4. A jurisprudência do STJ já se manifestou no sentido de que, "constituindo o valor venal do bem transmitido a base de cálculo do ITBI, caso a importância declarada pelo contribuinte se mostre nitidamente inferior ao valor de mercado, pode o Fisco arbitrar a base de cálculo do referido imposto, desde que atendida a determinação do art. 148, do CTN" (REsp 261.166/SP, Rel.
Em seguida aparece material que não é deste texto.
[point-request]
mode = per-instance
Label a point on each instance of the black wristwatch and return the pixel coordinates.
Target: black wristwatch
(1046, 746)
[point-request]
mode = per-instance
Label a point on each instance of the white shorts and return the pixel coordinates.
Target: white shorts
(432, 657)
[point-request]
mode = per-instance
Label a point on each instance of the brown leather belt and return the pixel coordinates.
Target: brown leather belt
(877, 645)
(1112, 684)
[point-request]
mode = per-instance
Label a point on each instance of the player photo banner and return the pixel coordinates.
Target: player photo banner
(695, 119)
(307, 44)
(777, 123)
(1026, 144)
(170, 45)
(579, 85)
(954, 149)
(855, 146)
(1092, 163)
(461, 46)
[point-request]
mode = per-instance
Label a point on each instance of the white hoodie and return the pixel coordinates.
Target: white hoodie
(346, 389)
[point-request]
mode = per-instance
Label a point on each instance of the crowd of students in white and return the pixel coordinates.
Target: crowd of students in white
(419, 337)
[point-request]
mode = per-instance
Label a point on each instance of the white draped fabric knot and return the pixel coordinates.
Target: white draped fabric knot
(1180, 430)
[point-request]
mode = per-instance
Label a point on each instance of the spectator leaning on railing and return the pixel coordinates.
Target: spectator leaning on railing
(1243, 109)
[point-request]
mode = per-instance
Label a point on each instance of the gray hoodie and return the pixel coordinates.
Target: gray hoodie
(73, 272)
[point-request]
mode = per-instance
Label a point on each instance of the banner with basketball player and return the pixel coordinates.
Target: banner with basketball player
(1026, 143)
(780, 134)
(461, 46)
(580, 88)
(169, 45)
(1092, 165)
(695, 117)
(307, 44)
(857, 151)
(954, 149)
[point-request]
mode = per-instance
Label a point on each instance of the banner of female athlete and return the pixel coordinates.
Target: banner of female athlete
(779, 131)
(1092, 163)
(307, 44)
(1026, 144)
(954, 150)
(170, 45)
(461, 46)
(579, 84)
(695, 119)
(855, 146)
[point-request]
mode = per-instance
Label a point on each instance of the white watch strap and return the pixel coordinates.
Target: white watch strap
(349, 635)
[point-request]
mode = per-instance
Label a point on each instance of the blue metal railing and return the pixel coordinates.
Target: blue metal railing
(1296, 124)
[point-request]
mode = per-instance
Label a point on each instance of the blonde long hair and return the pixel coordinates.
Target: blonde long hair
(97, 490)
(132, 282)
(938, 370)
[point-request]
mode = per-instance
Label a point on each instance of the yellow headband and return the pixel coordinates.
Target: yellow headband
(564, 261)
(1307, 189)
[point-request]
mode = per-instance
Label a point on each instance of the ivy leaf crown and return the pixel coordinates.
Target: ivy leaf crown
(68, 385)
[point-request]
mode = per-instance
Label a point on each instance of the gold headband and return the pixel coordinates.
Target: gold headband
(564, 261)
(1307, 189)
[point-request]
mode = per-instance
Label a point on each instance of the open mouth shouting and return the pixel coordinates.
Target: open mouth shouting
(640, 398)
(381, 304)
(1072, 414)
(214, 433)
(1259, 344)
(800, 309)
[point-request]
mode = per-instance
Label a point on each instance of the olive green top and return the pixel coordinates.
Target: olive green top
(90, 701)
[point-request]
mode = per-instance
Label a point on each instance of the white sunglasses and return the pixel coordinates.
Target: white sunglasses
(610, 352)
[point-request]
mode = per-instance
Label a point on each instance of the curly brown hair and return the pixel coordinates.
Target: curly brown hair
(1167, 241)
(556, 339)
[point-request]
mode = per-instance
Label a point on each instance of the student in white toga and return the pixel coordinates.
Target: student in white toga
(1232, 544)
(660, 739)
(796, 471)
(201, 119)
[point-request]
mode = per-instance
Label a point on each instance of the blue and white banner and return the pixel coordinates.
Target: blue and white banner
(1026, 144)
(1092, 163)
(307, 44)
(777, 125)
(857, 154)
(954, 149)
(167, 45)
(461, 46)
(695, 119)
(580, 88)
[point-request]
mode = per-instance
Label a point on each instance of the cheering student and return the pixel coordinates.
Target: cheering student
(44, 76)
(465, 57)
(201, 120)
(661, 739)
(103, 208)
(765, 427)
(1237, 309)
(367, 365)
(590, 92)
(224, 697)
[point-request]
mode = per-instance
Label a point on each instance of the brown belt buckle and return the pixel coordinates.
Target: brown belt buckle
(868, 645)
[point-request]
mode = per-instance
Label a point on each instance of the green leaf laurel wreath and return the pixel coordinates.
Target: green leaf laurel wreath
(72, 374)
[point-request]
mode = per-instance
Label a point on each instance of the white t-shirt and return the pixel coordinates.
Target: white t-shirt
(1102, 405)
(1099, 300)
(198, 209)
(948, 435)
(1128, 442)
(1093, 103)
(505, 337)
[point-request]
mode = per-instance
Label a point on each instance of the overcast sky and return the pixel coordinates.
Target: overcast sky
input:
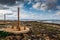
(31, 9)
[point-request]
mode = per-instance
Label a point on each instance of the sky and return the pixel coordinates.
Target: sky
(30, 9)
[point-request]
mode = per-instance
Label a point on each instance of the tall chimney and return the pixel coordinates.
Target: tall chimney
(18, 27)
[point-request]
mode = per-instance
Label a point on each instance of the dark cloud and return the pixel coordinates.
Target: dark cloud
(9, 2)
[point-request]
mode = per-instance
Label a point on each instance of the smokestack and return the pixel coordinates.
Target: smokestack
(18, 20)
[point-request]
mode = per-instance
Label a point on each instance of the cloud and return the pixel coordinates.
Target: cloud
(37, 5)
(57, 13)
(43, 7)
(58, 7)
(40, 6)
(10, 2)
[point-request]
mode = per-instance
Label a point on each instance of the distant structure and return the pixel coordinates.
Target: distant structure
(18, 27)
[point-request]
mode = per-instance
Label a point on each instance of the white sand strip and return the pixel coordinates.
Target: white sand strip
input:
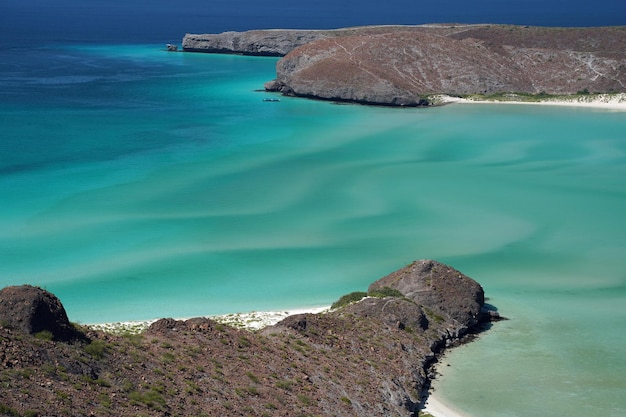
(437, 408)
(599, 101)
(253, 320)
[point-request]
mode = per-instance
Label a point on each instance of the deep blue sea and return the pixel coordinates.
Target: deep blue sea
(136, 183)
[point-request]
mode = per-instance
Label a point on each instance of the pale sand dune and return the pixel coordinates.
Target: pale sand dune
(253, 320)
(599, 101)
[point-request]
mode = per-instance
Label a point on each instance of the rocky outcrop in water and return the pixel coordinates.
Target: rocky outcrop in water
(404, 65)
(368, 357)
(276, 42)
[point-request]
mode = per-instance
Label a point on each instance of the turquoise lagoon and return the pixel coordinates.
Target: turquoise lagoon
(137, 184)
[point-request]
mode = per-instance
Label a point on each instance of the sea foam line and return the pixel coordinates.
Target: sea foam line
(253, 320)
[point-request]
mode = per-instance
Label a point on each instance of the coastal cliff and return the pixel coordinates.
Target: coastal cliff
(370, 355)
(405, 65)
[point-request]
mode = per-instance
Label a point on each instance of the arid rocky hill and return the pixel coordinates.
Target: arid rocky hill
(404, 65)
(369, 357)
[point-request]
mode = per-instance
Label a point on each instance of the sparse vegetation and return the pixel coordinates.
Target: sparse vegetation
(344, 300)
(385, 292)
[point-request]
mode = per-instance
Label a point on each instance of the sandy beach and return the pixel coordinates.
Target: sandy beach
(599, 101)
(437, 408)
(253, 320)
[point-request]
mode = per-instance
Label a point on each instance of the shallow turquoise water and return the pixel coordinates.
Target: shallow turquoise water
(137, 184)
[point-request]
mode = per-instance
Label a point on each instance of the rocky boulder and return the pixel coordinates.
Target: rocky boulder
(33, 310)
(448, 293)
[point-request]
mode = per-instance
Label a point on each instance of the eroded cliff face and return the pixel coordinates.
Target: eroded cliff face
(366, 358)
(403, 65)
(276, 42)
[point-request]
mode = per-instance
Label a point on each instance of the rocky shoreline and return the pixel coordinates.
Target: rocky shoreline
(406, 65)
(370, 355)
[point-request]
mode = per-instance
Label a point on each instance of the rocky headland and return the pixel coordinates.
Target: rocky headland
(370, 355)
(407, 65)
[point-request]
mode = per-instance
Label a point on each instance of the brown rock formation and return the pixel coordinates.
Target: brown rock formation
(404, 67)
(367, 358)
(33, 310)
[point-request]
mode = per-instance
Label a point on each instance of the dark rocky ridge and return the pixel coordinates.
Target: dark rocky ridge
(404, 65)
(368, 358)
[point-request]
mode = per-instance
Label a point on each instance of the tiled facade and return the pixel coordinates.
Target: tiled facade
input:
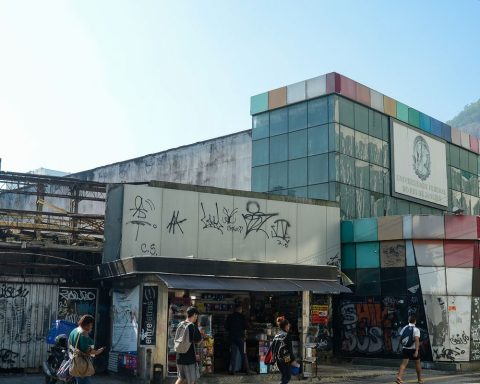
(329, 138)
(423, 265)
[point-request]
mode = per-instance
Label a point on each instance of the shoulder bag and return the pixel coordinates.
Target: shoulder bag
(81, 365)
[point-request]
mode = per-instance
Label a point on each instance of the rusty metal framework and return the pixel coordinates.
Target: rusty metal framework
(46, 209)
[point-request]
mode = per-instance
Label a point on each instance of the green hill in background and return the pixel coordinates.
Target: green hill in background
(469, 119)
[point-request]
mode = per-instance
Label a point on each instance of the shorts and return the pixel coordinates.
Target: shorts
(188, 372)
(408, 354)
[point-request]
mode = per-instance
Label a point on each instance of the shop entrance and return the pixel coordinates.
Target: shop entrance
(261, 311)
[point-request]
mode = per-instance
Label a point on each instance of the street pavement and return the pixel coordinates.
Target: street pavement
(328, 375)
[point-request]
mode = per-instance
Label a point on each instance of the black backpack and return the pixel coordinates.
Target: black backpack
(406, 336)
(282, 353)
(278, 351)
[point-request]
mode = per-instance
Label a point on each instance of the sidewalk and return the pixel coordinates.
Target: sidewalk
(330, 373)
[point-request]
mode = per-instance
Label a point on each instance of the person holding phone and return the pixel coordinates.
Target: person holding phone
(85, 342)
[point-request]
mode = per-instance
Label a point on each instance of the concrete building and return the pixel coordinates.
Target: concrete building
(333, 138)
(169, 246)
(222, 162)
(402, 265)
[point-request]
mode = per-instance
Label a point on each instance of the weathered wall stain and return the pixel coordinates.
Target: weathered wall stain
(26, 313)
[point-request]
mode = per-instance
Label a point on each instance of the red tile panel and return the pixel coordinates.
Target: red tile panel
(346, 87)
(476, 259)
(474, 144)
(363, 94)
(460, 253)
(461, 227)
(332, 79)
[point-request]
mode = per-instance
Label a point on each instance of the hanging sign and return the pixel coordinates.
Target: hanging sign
(149, 316)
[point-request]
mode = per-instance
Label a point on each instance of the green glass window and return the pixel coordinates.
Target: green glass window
(386, 154)
(278, 148)
(333, 109)
(297, 144)
(386, 181)
(475, 205)
(377, 201)
(298, 192)
(297, 173)
(260, 179)
(463, 160)
(385, 128)
(333, 137)
(368, 282)
(456, 178)
(318, 191)
(454, 155)
(375, 124)
(347, 202)
(415, 209)
(318, 112)
(318, 140)
(260, 126)
(402, 112)
(346, 114)
(361, 146)
(394, 280)
(278, 122)
(376, 178)
(348, 256)
(333, 166)
(318, 169)
(334, 192)
(278, 176)
(260, 152)
(361, 118)
(375, 151)
(472, 163)
(347, 141)
(297, 117)
(368, 254)
(403, 207)
(362, 203)
(346, 172)
(362, 174)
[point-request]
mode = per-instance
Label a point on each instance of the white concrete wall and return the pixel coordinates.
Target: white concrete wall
(223, 162)
(179, 223)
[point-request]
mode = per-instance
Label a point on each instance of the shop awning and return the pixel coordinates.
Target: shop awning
(212, 283)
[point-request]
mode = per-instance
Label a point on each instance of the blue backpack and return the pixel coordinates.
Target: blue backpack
(406, 336)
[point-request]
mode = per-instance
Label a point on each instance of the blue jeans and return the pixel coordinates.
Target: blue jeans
(237, 346)
(82, 380)
(286, 372)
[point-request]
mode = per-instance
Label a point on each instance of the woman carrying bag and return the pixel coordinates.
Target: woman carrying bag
(284, 352)
(81, 350)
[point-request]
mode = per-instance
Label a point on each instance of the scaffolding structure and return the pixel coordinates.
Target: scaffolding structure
(50, 222)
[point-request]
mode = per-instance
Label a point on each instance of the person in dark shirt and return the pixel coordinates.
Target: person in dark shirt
(187, 370)
(236, 325)
(287, 359)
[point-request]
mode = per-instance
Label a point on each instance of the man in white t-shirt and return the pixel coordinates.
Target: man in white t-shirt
(410, 349)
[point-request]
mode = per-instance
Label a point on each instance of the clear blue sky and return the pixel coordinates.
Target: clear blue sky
(89, 82)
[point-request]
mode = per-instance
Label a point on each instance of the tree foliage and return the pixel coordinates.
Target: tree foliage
(468, 120)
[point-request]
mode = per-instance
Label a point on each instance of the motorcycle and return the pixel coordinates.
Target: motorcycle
(56, 354)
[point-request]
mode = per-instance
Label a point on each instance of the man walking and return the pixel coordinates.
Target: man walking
(186, 336)
(410, 338)
(236, 325)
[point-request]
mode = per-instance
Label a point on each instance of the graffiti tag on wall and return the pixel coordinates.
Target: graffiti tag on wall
(373, 326)
(75, 302)
(25, 317)
(475, 327)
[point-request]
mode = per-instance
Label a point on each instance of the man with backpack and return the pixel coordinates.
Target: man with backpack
(410, 339)
(186, 336)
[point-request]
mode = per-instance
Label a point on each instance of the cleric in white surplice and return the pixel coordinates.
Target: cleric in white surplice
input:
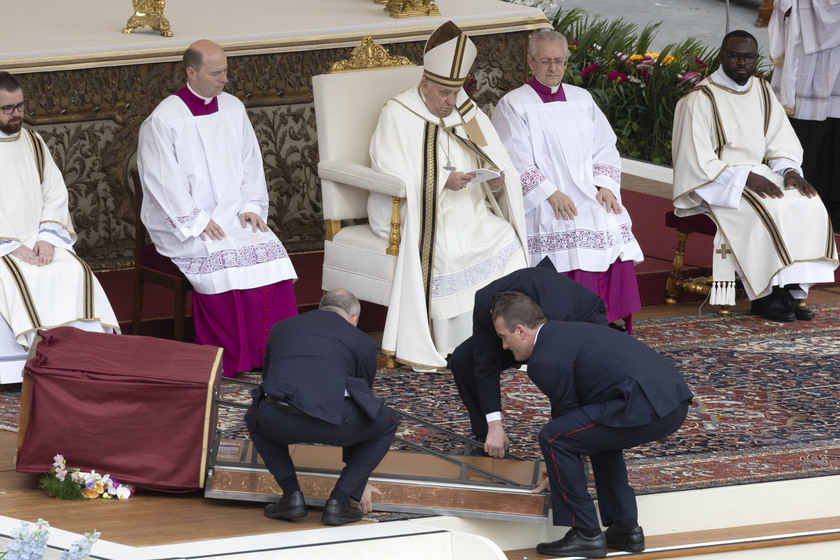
(457, 235)
(43, 284)
(206, 206)
(570, 169)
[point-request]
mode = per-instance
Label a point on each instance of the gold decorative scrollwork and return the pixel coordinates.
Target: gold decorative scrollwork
(368, 56)
(412, 8)
(148, 13)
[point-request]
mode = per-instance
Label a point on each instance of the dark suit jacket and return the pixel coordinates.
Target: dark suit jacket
(617, 380)
(560, 298)
(311, 359)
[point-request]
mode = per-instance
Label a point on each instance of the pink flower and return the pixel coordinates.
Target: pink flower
(689, 77)
(588, 69)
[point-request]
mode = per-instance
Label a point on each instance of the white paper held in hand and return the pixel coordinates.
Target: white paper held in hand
(484, 175)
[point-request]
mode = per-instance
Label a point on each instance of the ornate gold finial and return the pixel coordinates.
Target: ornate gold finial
(412, 8)
(148, 13)
(367, 56)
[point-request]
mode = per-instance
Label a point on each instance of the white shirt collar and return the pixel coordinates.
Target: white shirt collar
(206, 99)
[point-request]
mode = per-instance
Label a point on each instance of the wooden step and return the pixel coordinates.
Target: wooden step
(705, 543)
(410, 482)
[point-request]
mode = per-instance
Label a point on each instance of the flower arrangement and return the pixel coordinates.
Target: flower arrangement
(73, 484)
(29, 544)
(636, 88)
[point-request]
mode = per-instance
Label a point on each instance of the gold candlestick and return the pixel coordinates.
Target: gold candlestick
(148, 13)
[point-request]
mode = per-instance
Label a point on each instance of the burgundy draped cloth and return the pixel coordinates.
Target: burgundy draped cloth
(135, 407)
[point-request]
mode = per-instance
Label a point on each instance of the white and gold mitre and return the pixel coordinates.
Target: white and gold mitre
(448, 56)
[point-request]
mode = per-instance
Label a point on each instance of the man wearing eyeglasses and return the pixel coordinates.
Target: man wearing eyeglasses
(43, 284)
(736, 157)
(564, 150)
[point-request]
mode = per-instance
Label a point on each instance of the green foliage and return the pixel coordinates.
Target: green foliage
(636, 89)
(62, 489)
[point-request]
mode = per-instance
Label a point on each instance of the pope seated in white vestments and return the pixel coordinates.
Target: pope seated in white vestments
(564, 150)
(737, 158)
(457, 234)
(43, 284)
(206, 206)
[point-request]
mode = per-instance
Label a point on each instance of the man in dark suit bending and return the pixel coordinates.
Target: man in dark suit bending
(478, 362)
(608, 392)
(317, 378)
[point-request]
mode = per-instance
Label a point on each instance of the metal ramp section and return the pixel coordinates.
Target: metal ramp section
(417, 480)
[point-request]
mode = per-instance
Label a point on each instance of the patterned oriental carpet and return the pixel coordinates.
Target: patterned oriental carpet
(766, 405)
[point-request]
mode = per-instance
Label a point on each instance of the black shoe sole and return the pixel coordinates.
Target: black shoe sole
(335, 520)
(627, 548)
(287, 515)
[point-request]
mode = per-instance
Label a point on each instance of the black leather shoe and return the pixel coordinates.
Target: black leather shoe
(797, 307)
(772, 307)
(576, 544)
(634, 541)
(289, 507)
(336, 513)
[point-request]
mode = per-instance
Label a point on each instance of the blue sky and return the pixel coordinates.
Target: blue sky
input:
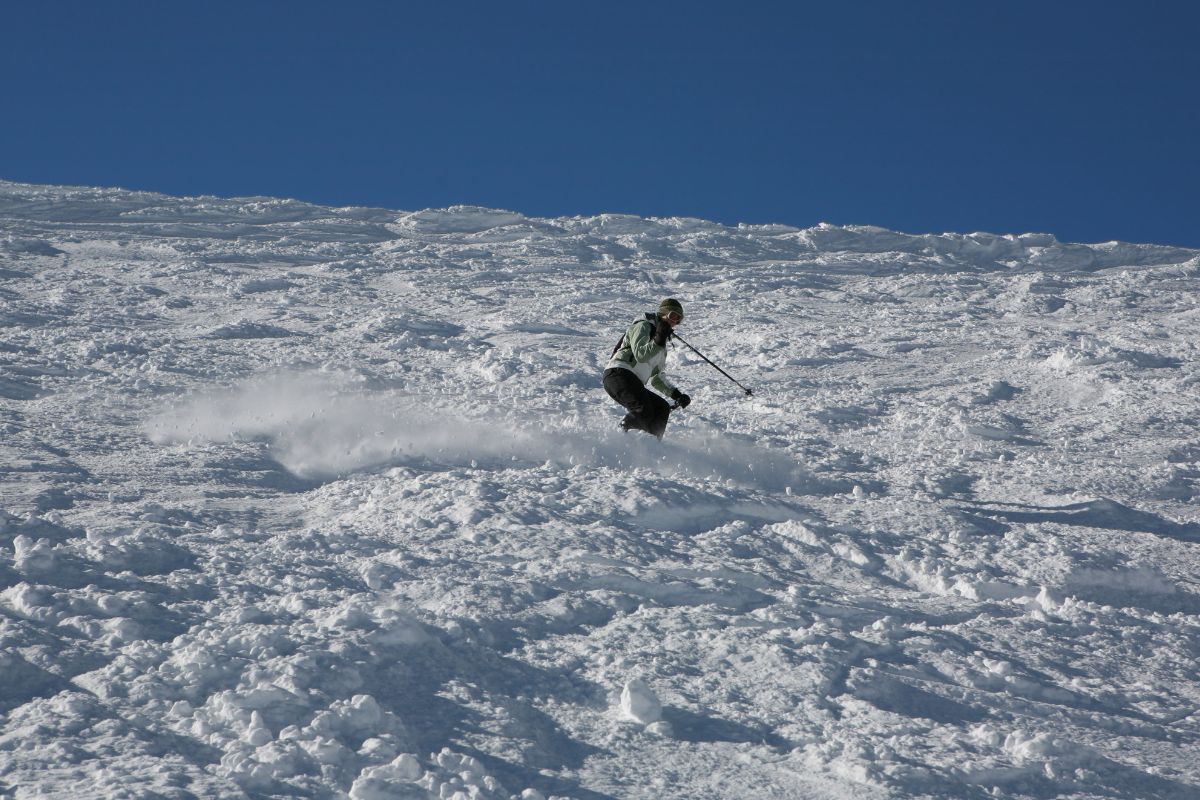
(1079, 119)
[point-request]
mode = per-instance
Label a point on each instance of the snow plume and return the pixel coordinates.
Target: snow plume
(324, 426)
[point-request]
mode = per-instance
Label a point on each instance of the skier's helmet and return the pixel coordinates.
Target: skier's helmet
(671, 306)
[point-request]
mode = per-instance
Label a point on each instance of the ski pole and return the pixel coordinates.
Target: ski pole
(712, 365)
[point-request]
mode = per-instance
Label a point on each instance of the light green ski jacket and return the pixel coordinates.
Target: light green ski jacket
(639, 354)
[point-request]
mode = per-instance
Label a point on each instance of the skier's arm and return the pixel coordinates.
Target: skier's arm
(641, 342)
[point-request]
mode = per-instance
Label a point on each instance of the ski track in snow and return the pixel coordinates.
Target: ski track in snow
(309, 501)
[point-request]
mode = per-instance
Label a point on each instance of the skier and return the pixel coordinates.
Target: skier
(639, 358)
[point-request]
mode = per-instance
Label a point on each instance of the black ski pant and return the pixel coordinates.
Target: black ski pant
(647, 411)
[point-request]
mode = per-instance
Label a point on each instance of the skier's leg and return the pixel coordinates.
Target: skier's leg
(655, 414)
(624, 388)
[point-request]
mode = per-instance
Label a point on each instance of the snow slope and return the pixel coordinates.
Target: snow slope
(309, 501)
Ministro JOSÉ DELGADO, PRIMEIRA TURMA, julgado em 12/9/2000, DJ 6/11/2000, p. 192). 5. No caso concreto, nada obstante a considerável discrepância entre o valor declarado pelos contribuintes e aquele considerado como de mercado pela entidade tributante (o Fisco arbitrou valor equivalente a quase o dobro do informado pelos compradores do imóvel), a Corte de origem entendeu dispensável a realização de prévio procedimento administrativo fiscal para fins de lançamento do ITBI, afrontando, com isso, ao art. 148 do CTN. 6. Sob pena de supressão de instância, imperioso que os autos retornem ao primeiro grau de jurisdição, a fim de se implementar a avaliação pericial do imóvel objeto da exação, em modo de prova equidistante e imparcial, capaz de subsidiar o julgador na correta apuração do valor venal do bem, enquanto base de cálculo do incidente ITBI (art. 38 do CTN), ensejando o consequente e adequado deslinde da pretensão repetitória posta na exordial. 7. Agravo em recurso especial conhecido para dar parcial provimento ao recurso especial dos contribuintes.

Acórdão

Vistos, relatados e discutidos estes autos, acordam os Ministros da Primeira TURMA do Superior Tribunal de Justiça, por unanimidade, conhecer do Agravo e, por maioria, vencido parcialmente o Sr. Ministro Napoleão Nunes Maia Filho, dar parcial provimento ao recurso especial, nos termos do voto do Sr. Ministro Relator. Os Srs. Ministros Regina Helena Costa, Gurgel de Faria (Presidente) e Benedito Gonçalves votaram com o Sr. Ministro Relator.